Two of the prostitutes who serviced Duke Cunningham and Brent Wilkes during their 2003 trip to Hawaii wrapped up the prosecution’s case, and now it’s Wilkes’ turn. How much of a case he’ll put on is entirely unclear. His lawyer Mark Geragos has threatened to call Cunningham himself to testify, but who knows if he’ll follow through? It’s also unclear whether Geragos will try to get other lawmakers to testify about their relationship with Wilkes — as part of his defense that his gifts to Cunningham were just the way Washington worked for a defense contractor.

Both of the prostitutes told the same story: Wilkes’ nephew brought them into the hotel suite. And from there:

“They asked us if we wanted to get naked and get into the Jacuzzi,” [Donna] Rozetta said.

“What did you do,” prosecutor [Phillip] Halpern asked.

“We got naked and got in the Jacuzzi,” Rozetta replied.

The Jacuzzi calls to mind another hot tub moment in the Cunningham saga.

After Cunningham fed Rozetta some grapes, there was an argument over who got which hooker. Wilkes, much to Cunningham’s dismay, claimed the blond, named Tammy McFadden. Or as McFadden testified, “The one I ended up with was the one who was running the show.”

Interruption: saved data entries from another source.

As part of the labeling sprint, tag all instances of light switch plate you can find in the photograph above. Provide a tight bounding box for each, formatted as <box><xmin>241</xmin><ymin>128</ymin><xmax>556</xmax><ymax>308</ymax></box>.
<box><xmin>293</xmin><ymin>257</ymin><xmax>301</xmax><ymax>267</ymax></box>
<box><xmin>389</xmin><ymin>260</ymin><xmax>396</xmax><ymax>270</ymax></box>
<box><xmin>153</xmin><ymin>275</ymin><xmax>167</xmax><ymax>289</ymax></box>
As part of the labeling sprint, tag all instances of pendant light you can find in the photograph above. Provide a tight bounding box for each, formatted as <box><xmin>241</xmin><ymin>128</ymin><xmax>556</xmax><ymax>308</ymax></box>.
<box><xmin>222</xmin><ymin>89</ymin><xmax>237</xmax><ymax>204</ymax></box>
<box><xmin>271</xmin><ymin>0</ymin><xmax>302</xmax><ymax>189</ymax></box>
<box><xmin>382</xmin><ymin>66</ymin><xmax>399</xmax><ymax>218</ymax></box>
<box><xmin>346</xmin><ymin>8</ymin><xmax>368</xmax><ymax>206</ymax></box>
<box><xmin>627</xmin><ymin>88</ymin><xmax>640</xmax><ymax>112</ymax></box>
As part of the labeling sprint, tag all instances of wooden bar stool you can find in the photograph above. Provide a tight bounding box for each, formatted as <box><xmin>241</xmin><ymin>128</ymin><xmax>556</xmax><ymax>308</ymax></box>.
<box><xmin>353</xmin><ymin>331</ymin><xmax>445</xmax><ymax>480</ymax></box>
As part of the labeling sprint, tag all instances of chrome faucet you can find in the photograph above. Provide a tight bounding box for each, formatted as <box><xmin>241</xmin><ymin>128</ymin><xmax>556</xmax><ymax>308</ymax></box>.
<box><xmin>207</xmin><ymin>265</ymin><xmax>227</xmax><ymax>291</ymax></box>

And even though he wasn’t paying, Cunningham apparently felt that he’d “got the short end of the straw.” And indeed, Cunningham did ask for a different prostitute the next night. But Rozetta seems to have been none too impressed with Cunningham herself — she identified him in the courtroom as the one with “heavy jowls and a puffy face.”

But the real star yesterday for prosecutors was Wilkes’ nephew Joel Combs, who was Wilkes’ right hand man. Combs and Mitchell Wade, Wilkes’ onetime colleague and then competitor, really comprise the foundation of the government’s case. Earlier this week, Wade detailed about how all those gifts he gave to Cunningham really were bribes.

Yesterday, Combs ran down the list of all the goodies Wilkes had given to Cunningham (from machine gun lessons to Super Bowl tickets to prostitutes) and how Cunningham was ready to do anything Wilkes wanted. It was a humiliating endeavor, it seems, even involving intentionally losing in poker to Cunningham, which given Cunningham’s wellknown dim-wittedness, can’t have been easy:

The generosity extended beyond gifts. Combs said Wilkes gave Cunningham another benefit: He let him win at poker. He said Wilkes would give him cash and instruct him to lose to the congressman, and once chewed out another ADCS employee for beating Cunningham.

And as for the defense’s cross-examination? Geragos apparently got Combs to admit that “Cunningham occasionally paid for wine at dinner with Wilkes.”

So now we watch with interest to see what (if anything) Geragos has up his sleeve.